Public exposure to electromagnetic fields: Commission's answer to parliamentary question

四月 15, 2002

Strasbourg, 12 April 2002

Verbatim report of proceedings, 11 April 2002 (Annex)

Question no 63 by Patricia McKenna (H-0260/02)
Subject: Public exposure to electromagnetic fields

The Commission has just issued an implementation report on Council Recommendation 1999/59/EC limiting public exposure to electromagnetic fields. The Council Recommendation of July 1999 asks Member States to adopt a protection framework based on the Recommendation into their national legislation and implement measures according to this framework.

Would the Commission consider introducing a common legislatory framework to compel Member States to comply with the best safety practices and remedy the disparity?

In the implementation report, Ireland states that it has submitted a revised Planning and Development Act in November 2001. However, Ireland fails to mention that this revision actually exempts companies erecting mobile phone masts from planning permission. This will in fact reduce the level of protection of the public and it loosens the regulatory framework for mobile phone masts. Is the Commission satisfied that it meets the demands set out above in the Council Recommendation?


The Honourable Member's question refers to the Community framework established by the Council Recommendation of 12th July 1999 limiting the exposure of the general public to electromagnetic fields. The scope of this Recommendation covers the whole spectrum of non-ionising radiation, including emissions from devices such as mobile telephone systems.

It calls on Member States to adopt the proposed set of limit values and to implement the measures necessary in order to limit exposure of the public to the levels given in the Recommendation.

The constant development in the use of electricity, and in particular the rapid development of mobile telecommunications systems, including the installation of transmitter masts, has given rise to some public concern. The Commission is very much aware of this, and the Recommendation just referred to addresses these concerns in a very comprehensive way, based on the opinion of leading experts and relevant European committees. However, as a Council Recommendation is not a binding legal instrument, Member States may adopt higher or lower levels of protection.
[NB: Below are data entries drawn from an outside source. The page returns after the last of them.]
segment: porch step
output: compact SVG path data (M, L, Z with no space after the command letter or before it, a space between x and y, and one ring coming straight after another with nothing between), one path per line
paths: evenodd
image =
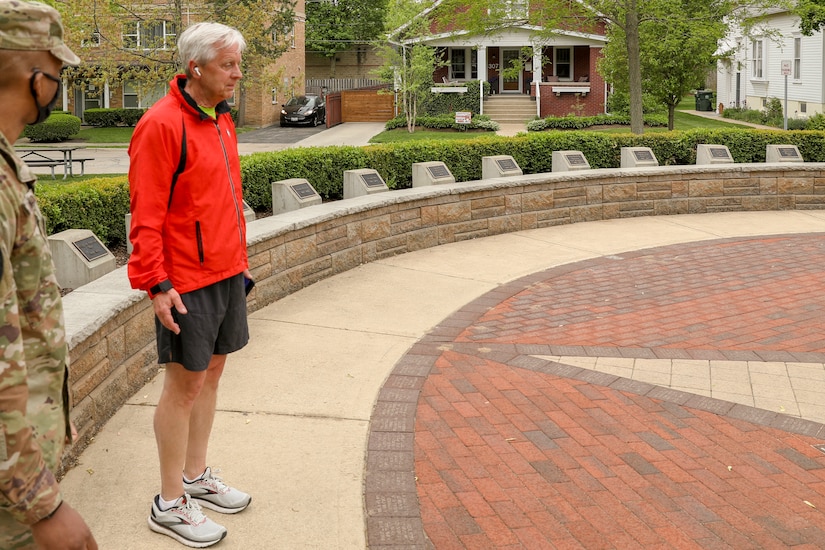
M536 102L526 95L496 94L484 100L484 114L499 124L524 124L536 117Z

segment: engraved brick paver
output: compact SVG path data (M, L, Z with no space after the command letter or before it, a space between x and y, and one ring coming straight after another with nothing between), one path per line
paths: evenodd
M820 234L726 239L566 265L468 304L379 396L371 546L822 547L825 426L542 359L822 363L822 266Z

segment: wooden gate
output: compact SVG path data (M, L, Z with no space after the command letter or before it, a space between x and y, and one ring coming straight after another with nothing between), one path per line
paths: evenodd
M343 90L342 122L386 122L395 116L395 94L383 90Z

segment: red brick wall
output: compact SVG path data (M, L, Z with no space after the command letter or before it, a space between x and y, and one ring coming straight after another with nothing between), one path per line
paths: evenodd
M577 48L577 54L579 53ZM604 79L596 71L596 63L602 56L601 48L590 48L590 54L585 57L583 54L578 55L583 59L588 59L587 65L581 66L574 59L575 69L574 77L578 80L579 76L588 74L590 93L586 96L581 96L575 93L562 93L560 95L554 94L551 90L555 83L545 82L541 86L541 116L594 116L604 113ZM582 61L583 62L583 61ZM587 67L587 69L585 69ZM584 83L582 83L584 84ZM535 97L535 86L531 86L531 94Z

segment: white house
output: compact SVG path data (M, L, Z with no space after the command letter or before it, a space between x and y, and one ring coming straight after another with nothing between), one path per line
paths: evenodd
M730 56L717 64L717 103L762 109L777 98L784 106L787 82L788 117L825 112L825 35L803 36L787 10L769 12L761 27L752 36L731 32L720 45Z

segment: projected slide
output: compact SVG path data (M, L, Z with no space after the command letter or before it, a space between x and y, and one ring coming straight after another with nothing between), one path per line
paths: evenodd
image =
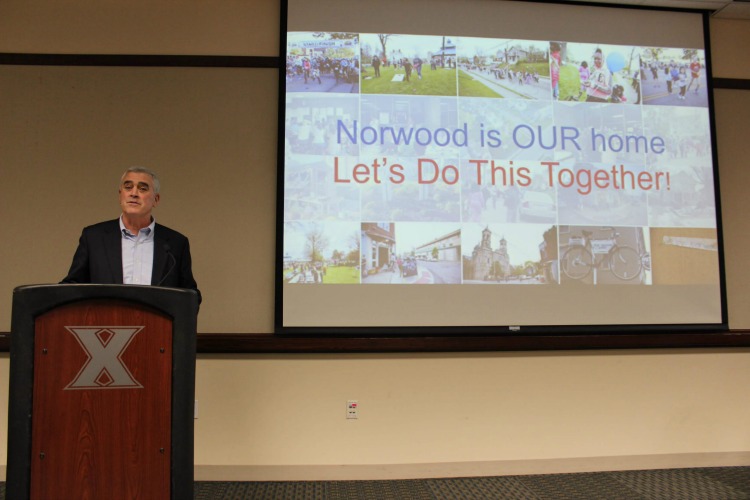
M285 324L369 325L381 297L375 326L639 324L571 305L634 286L669 310L646 323L703 294L688 322L716 322L706 54L605 42L290 31ZM508 322L477 315L521 298ZM354 319L308 309L341 300Z

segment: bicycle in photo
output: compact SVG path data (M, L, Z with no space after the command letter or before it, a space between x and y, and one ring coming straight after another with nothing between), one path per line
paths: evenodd
M618 245L620 234L613 227L605 227L609 231L607 238L593 238L592 231L581 231L580 236L571 236L568 249L560 261L562 271L570 279L582 280L594 272L593 284L597 283L600 270L611 272L617 279L631 281L641 275L641 271L648 269L648 256L627 245Z

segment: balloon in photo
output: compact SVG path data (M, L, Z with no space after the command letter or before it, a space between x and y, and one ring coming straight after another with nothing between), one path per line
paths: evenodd
M619 52L612 52L607 56L607 67L612 73L617 73L625 67L625 58Z

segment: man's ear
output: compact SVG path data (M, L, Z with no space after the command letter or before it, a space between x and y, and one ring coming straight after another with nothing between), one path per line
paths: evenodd
M156 194L154 196L154 206L156 206L156 205L159 204L159 200L161 200L161 195L160 194Z

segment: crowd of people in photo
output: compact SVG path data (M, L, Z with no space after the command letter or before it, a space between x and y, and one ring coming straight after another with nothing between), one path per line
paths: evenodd
M356 144L336 140L336 123L339 117L320 113L288 120L286 126L287 152L292 154L357 155Z
M286 58L286 78L288 82L304 80L322 83L321 76L330 75L336 83L359 81L359 59L357 57L300 56Z
M667 93L677 95L678 99L686 99L686 94L693 89L695 94L700 88L703 65L697 57L693 57L689 64L677 63L674 59L669 62L652 60L641 61L641 80L664 80ZM695 84L695 87L693 87Z
M430 69L436 70L439 67L444 67L448 69L452 69L454 67L454 61L452 58L447 57L445 58L445 63L443 64L441 62L441 59L438 57L432 57L429 61L430 63ZM416 73L416 77L418 80L422 79L422 67L427 64L426 59L422 59L419 57L419 55L415 55L413 58L408 57L398 57L393 59L392 61L389 59L386 59L385 57L381 57L377 54L372 56L372 59L370 60L370 66L373 70L373 78L380 78L380 68L381 67L390 67L393 66L393 68L398 72L399 70L404 71L404 79L403 81L409 82L411 81L412 74Z
M705 158L711 153L711 146L700 135L681 137L674 141L675 147L670 148L670 158Z
M535 190L535 192L543 193L546 190ZM464 216L471 222L480 222L486 210L497 210L502 207L505 212L504 222L519 222L519 208L522 201L523 192L518 186L497 189L474 184L464 197Z
M477 66L471 63L464 63L465 71L478 71L492 75L495 80L507 80L517 85L533 85L541 83L538 71L526 71L523 69L514 70L509 66L494 64L492 66Z
M418 274L417 259L412 255L406 255L404 257L391 255L388 263L384 264L380 268L368 267L366 259L362 259L361 264L362 278L366 278L368 275L373 273L397 273L401 278L408 278L409 276L416 276Z
M373 71L374 78L380 78L381 67L393 67L397 72L403 71L403 81L411 81L412 75L418 80L422 79L422 68L428 61L418 55L413 58L400 57L394 60L388 60L385 57L374 55L371 60L367 61ZM445 58L444 64L439 58L431 58L429 61L430 69L436 70L439 67L453 68L455 62L452 58ZM359 81L360 65L359 58L331 58L327 56L300 56L289 55L286 58L286 78L287 82L304 81L322 83L321 77L325 75L333 76L336 83L356 83Z
M295 283L323 283L327 271L323 262L290 262L286 268L286 281Z
M402 258L392 255L388 271L397 272L402 278L414 276L417 274L417 261L412 256Z

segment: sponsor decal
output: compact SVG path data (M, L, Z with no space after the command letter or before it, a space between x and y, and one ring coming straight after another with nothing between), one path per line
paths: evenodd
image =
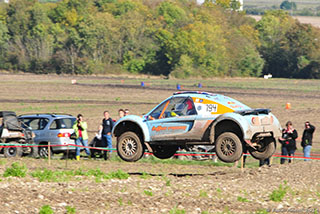
M186 130L186 126L171 126L168 127L168 130Z
M229 101L228 104L229 104L229 105L234 105L234 104L236 104L236 103L235 103L235 102L232 102L232 101Z
M198 110L198 111L201 111L201 109L202 109L201 106L198 106L198 107L197 107L197 110Z
M162 127L162 126L152 127L152 131L160 132L163 130L167 130L167 127Z
M200 100L200 103L202 103L202 102L203 102L203 99Z

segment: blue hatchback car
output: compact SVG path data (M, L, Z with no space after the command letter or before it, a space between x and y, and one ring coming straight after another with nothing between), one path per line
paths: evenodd
M256 159L272 156L281 126L269 109L252 109L230 97L208 92L176 92L143 117L128 115L113 128L118 155L139 160L145 149L172 157L188 145L213 145L224 162L244 150Z

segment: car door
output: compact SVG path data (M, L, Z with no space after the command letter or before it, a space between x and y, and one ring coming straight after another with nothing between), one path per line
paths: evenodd
M151 141L184 140L192 129L197 112L190 97L172 97L147 117Z
M47 118L40 117L30 117L30 118L22 118L23 126L25 128L31 129L31 131L35 134L34 142L39 144L44 139L43 130L47 126L49 120Z

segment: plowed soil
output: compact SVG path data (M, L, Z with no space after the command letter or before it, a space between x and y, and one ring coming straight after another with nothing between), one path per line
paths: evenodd
M3 159L2 159L3 160ZM1 178L0 213L39 213L49 205L55 213L317 213L320 208L320 162L297 162L244 169L115 161L8 160L28 167L24 178ZM88 170L108 173L122 170L128 179L76 176L68 181L40 182L32 171ZM144 176L141 174L143 173ZM270 199L279 185L285 189L280 202Z

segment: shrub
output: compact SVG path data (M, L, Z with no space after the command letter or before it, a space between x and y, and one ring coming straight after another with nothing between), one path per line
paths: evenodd
M49 205L41 207L39 214L53 214L53 210Z
M4 177L26 177L27 175L27 167L25 165L20 165L17 162L12 163L11 167L7 168L6 171L4 172L3 176Z
M275 202L282 201L284 196L287 194L288 188L289 188L288 186L286 185L283 186L282 184L280 184L278 189L275 189L272 191L271 195L269 196L270 200Z

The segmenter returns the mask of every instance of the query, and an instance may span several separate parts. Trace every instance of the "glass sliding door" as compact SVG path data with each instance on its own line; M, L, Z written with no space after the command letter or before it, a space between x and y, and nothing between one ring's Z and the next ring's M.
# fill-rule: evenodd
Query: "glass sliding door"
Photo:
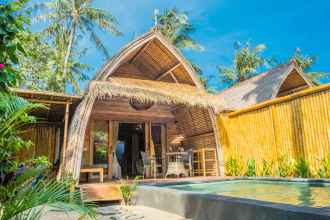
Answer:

Given the limitations of the EC Treaty, and in particular of Art. 152 on public health which explicitly excludes, with very few exceptions, any harmonisation of the laws and regulations of Member States, the Community cannot adopt legislation in this area based on public health grounds.

However, at European level there are other binding instruments which effectively limit total body exposure to non-ionising radiation, and which compel Member States to comply with the best safety practices. Firstly, the Council Recommendation invites the Commission to work towards the establishment of European standards of compliance with the recommended basic restrictions. This is currently done within the framework of the mandate M/305 given to Cenelec, the European standardisation organisation for electrical equipment. This mandate derives directly from the Directives on low voltage and radio terminal and telecommunications equipment. On this basis Cenelec will develop standards which will replace conflicting national standards and ensure that eventually all devices emitting non-ionising radiation put on the market will meet the limits set up by the Council Recommendation. The first standard on mobile telephones was published in June 2001, and the standard on base stations is expected by July 2002.

Secondly, Union legislation governing radio products, including mobile telephone masts, obliges manufacturers to ensure that they are safe. Directive 1999/5/EC on Radio Equipment and Telecommunications Terminal Equipment obliges manufacturers to ensure that their products do not have an adverse effect on health and enables national authorities to impose restrictions on the use of radio products, e.g. by prescribing minimum distances from the public, so as to ensure that telephone masts are appropriately installed.

Therefore, beyond the provisions of the Council Recommendation, European standards and Community legislative provisions ensure that existing disparities will be remedied.

In general, the Irish implementation report demonstrates the willingness to take into account the limits recommended at Community level. The present lack of specific measures regarding planning permission should not be seen as an obstacle to the achievement of the Council Recommendation's objectives. In fact, total body exposure will depend on the local power of each base station.

>From a Commission perspective, therefore, we are not primarily concerned with Member States' systems for granting planning permissions. The Commission is concerned about ensuring that the limit values which are set in the Council Recommendation, and which are reflected in the Cenelec standards, are respected. When this is the case the Honourable Member's concerns regarding the level of public protection and maintaining an appropriate regulatory framework are effectively addressed.

The future European standard for base stations will define the conditions for putting antennas into service, taking into account other existing installations and their emissions. It will thereby ensure that in all cases, the recommended limits are not exceeded.